The research has opened up the poignant question: what is Ccl19’s role in thymus repair? If researchers can find the mechanism behind that, the discovery could lead to cell-based therapies aimed at rejuvenating the human immune system — one of the most important challenges for regenerative medicine in the 21st century.

New germanium superconductor discovered

Scientists in Queensland, Australia, have developed a method to produce germanium superconducting films. The result is a stable, readily available material that can be used in quantum computing chips.

“They were effectively changing the mice’s ability to recall memories”

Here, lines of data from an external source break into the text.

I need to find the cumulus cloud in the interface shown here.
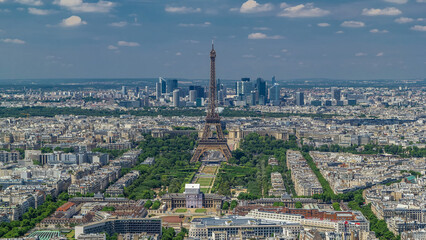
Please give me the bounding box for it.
[178,22,211,27]
[60,16,87,27]
[28,8,52,15]
[317,23,330,27]
[117,41,139,47]
[248,33,284,39]
[370,28,389,33]
[278,3,330,18]
[164,6,201,13]
[410,25,426,32]
[384,0,408,4]
[241,54,256,58]
[355,52,367,57]
[0,38,25,44]
[53,0,116,13]
[240,0,274,13]
[395,17,414,23]
[109,21,127,27]
[13,0,43,6]
[253,27,271,31]
[340,21,365,28]
[362,7,402,16]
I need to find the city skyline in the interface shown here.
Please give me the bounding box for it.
[0,0,426,80]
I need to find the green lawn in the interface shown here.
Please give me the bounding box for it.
[175,208,187,213]
[196,177,213,186]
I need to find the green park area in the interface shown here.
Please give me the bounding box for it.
[196,177,214,187]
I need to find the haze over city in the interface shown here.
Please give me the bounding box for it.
[0,0,426,80]
[0,0,426,240]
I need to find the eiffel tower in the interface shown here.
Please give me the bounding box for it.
[191,43,232,162]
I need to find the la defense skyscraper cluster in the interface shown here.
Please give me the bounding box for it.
[191,43,232,162]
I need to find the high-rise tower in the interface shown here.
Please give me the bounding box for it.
[191,43,232,162]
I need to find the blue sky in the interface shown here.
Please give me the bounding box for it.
[0,0,426,79]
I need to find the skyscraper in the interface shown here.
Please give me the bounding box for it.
[166,79,178,93]
[256,78,267,104]
[158,77,167,93]
[189,90,197,102]
[268,83,280,102]
[121,86,127,96]
[331,87,341,101]
[189,86,204,98]
[173,89,180,107]
[296,92,305,106]
[155,82,161,100]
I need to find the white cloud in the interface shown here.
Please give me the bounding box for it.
[384,0,408,4]
[340,21,365,28]
[395,17,414,23]
[370,28,389,33]
[178,22,211,27]
[164,6,201,13]
[109,21,127,27]
[60,16,87,27]
[253,27,271,31]
[117,41,140,47]
[241,54,256,58]
[28,8,52,15]
[185,39,200,44]
[278,3,330,18]
[248,33,284,39]
[410,25,426,32]
[355,52,367,57]
[362,7,402,16]
[0,38,25,44]
[240,0,274,13]
[317,23,330,27]
[53,0,116,13]
[15,0,43,6]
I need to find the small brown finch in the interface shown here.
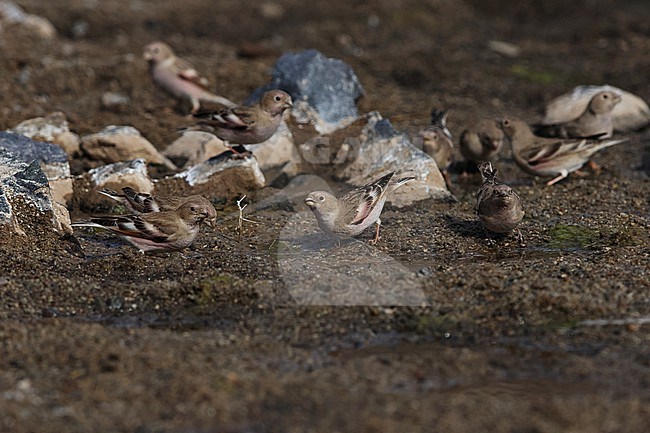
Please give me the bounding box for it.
[73,196,216,253]
[535,92,621,140]
[499,117,627,185]
[476,162,524,239]
[305,172,415,244]
[143,42,235,113]
[195,90,293,153]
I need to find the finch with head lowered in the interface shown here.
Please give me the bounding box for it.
[73,196,217,253]
[499,117,627,185]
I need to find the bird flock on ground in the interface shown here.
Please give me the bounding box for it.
[73,42,626,252]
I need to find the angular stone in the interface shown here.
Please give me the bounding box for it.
[9,111,81,157]
[247,122,300,170]
[81,125,176,170]
[0,130,72,206]
[162,122,300,170]
[542,85,650,132]
[0,148,72,235]
[156,155,266,199]
[101,92,131,112]
[247,49,363,134]
[301,112,451,207]
[75,158,154,209]
[161,130,228,169]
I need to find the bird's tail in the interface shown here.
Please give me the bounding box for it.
[478,161,499,183]
[431,108,451,140]
[389,171,417,191]
[201,93,237,108]
[592,138,630,154]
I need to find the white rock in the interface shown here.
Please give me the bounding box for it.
[0,148,72,236]
[162,130,228,168]
[81,125,176,170]
[156,155,266,199]
[9,111,81,157]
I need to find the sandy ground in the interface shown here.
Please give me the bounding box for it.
[0,0,650,433]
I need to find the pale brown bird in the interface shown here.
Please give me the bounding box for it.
[499,117,627,185]
[418,109,454,187]
[305,172,415,244]
[143,42,235,113]
[542,85,650,132]
[535,92,621,140]
[194,90,293,153]
[72,196,216,253]
[99,186,201,213]
[476,162,524,239]
[459,119,503,165]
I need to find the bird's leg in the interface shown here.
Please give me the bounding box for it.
[441,170,451,191]
[370,218,381,245]
[190,96,201,114]
[517,228,526,248]
[223,140,253,159]
[546,170,569,186]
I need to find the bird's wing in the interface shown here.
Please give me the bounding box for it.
[340,172,395,225]
[175,59,210,90]
[194,107,258,130]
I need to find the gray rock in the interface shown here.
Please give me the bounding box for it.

With a superconducting temperature of -270°C, meaning it only displays the correct properties under this temperature, the material is ruled out for general commercial use (the lowest temperature possible is -273ºC, or 0K). However, it could be the perfect material for quantum computers which operate at this temperature.

The group did it by flooding the germanium with another element, in this case gallium, to encourage the formation of the superconducting thin film. The group then sandwiched this material with germanium and silicon semiconducting layers to form a device, which offers the advantage of utilising both superconducting and semiconducting effects. This technique is known as ‘molecular-beam epitaxy’.

The major breakthrough here is the method, as it could be the key to making other materials like superconducting silicon or diamond, bringing researchers closer to practical, scalable quantum technologies.

What do you remember, Mickey?

Our memories are some of our closest held possessions but how and where do we store them safely? For the first time, scientists have found that by altering the activity of a single gene located in neurons, mice’s ability to recall a memory was directly affected. Since the alteration was performed epigenetically, meaning chemicals temporarily muted the expression of the gene, it means this effect was reversible.

The group used a CRISPR-based epigenetic technique (a gene modification method) to alter the expression of a gene known as Arc, which regulates the activity of neuron connections (synapses). The researchers targeted this gene specifically within engram cells. This strengthens the evidence that these cells control memory and learning processes in the brain. The Munich-based group turned the promoter up or down, effectively changing the mice’s ability to recall memories.

The results clearly show that gene expression helps regulate our memories’ formation and maintenance, and it begs the question of what more we can find out about engram cells.